Mayor Gillmor said that the City has to “take advantage of the economic opportunity that we have – progress is taking place in our City and it’s still going to happen.” Taking advantage of these economic opportunities will help the City recover from the loss of the more than $13 million in leases that the City lost with the dissolution of the RDA. It is her hope that the ground lease from the City Place project will help to replace some of this income.
During her discussion with Roy Truitt, Interim President & CEO for the Santa Clara Chamber of Commerce & Convention-Visitors Bureau, Mayor Gillmor said that the City has a healthy reserve fund and she wants to continue to maintain it. “It’s great now, but we need to work hard to make sure it is stable for the future.” In response to a question about future developer fees charged by the City, the Mayor explained that the fees are a way to try to generate more funds for park areas to recreate for both residents and businesses in Santa Clara. With more residential housing, she wants to make sure there are recreation opportunities available. The fees are a way to ensure this.
As for the future City Manager position, she stated the City “needs someone that is forward thinking, creative, economic development-minded, but also community minded.” She commented that much has been accomplished under Julio Fuentes, but there is still much to be done. The job will be challenging as the new manager will need to be someone who can work with not only some of the largest companies in the world that are trying to locate here and do business here, but the residents that have been here for years and the newer residents.

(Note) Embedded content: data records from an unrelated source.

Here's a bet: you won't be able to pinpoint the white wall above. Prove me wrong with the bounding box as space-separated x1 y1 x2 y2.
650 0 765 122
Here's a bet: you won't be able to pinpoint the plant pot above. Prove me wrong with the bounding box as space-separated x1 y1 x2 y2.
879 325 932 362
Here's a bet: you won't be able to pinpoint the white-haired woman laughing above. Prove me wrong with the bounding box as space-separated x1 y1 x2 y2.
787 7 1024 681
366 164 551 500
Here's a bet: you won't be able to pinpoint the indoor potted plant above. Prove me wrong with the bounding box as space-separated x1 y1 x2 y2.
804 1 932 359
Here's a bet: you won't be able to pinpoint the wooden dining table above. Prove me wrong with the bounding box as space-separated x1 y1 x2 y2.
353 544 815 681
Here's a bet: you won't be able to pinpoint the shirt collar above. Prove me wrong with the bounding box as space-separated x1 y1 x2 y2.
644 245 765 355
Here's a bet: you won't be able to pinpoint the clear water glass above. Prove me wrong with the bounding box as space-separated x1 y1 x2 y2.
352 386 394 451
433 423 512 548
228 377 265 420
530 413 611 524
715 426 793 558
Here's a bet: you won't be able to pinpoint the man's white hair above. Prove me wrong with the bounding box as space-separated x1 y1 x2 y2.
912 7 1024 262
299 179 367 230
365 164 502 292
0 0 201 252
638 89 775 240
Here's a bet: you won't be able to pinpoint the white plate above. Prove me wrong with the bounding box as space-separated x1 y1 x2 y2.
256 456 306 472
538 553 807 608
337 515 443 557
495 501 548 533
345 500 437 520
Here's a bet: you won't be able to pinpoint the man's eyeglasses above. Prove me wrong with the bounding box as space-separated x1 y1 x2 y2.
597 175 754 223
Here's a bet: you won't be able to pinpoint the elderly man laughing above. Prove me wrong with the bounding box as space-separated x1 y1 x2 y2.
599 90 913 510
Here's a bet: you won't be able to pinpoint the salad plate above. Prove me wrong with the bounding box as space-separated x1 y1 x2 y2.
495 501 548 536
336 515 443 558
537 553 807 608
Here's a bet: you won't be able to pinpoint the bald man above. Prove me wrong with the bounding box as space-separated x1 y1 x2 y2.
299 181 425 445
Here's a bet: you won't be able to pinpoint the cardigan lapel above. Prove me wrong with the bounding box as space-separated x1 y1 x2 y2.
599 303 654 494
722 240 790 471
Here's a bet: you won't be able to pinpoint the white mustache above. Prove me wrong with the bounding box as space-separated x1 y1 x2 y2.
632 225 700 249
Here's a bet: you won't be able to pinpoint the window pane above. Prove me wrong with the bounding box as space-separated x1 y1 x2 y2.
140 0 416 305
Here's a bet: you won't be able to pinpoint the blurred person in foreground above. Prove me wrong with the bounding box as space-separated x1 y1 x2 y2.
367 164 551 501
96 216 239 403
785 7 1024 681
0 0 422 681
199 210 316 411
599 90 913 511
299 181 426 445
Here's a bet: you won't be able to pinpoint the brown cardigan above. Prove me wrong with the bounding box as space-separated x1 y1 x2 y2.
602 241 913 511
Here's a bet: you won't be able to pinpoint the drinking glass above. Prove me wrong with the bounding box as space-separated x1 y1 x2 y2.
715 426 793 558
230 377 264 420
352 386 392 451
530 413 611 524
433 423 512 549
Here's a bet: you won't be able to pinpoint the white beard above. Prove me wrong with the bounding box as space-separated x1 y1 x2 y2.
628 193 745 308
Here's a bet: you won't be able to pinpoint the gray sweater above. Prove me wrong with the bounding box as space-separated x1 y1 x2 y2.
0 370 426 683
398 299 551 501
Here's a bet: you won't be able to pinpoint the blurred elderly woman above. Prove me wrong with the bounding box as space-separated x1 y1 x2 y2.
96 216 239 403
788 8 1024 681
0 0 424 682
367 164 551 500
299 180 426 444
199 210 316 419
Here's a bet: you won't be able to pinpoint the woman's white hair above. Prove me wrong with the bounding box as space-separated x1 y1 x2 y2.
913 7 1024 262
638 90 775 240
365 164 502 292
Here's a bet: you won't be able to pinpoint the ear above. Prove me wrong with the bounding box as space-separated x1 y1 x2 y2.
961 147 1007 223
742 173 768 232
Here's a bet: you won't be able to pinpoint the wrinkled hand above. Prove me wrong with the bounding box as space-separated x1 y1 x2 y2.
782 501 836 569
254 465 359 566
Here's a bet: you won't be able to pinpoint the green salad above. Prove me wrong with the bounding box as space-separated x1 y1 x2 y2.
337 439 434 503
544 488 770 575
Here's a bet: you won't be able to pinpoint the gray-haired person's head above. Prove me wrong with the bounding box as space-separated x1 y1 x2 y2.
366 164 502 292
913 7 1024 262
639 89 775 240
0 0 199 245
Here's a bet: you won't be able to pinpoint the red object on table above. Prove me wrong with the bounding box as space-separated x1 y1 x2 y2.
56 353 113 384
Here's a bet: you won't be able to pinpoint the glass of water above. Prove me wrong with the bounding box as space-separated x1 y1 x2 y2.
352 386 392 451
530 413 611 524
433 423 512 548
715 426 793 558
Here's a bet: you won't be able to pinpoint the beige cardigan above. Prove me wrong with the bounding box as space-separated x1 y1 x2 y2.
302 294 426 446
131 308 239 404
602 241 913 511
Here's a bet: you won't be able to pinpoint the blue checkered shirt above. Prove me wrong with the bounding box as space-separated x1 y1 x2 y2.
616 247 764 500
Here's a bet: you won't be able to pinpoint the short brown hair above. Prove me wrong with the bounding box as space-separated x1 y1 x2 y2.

In closing, she talked about the jobs/housing imbalance and the loss of the RDA funds to create affordable housing. “It’s the moderate income housing that most of us fall into….it’s the middle class that’s out there trying to make a living” and for these residents it’s hard to live here. “The positive side of the imbalance is that we’ve had so much business here in the past, that we’ve generated a lot of tax income. We could then have wonderful streets, parks, all those types of amenities that our residents have enjoyed.” She then went on to say that the biggest challenge is the affordable housing, which is needed – the dissolution of RDA took away this vehicle. She would like to see more diversity of housing, to include for-sale housing as well as rentals and senior housing.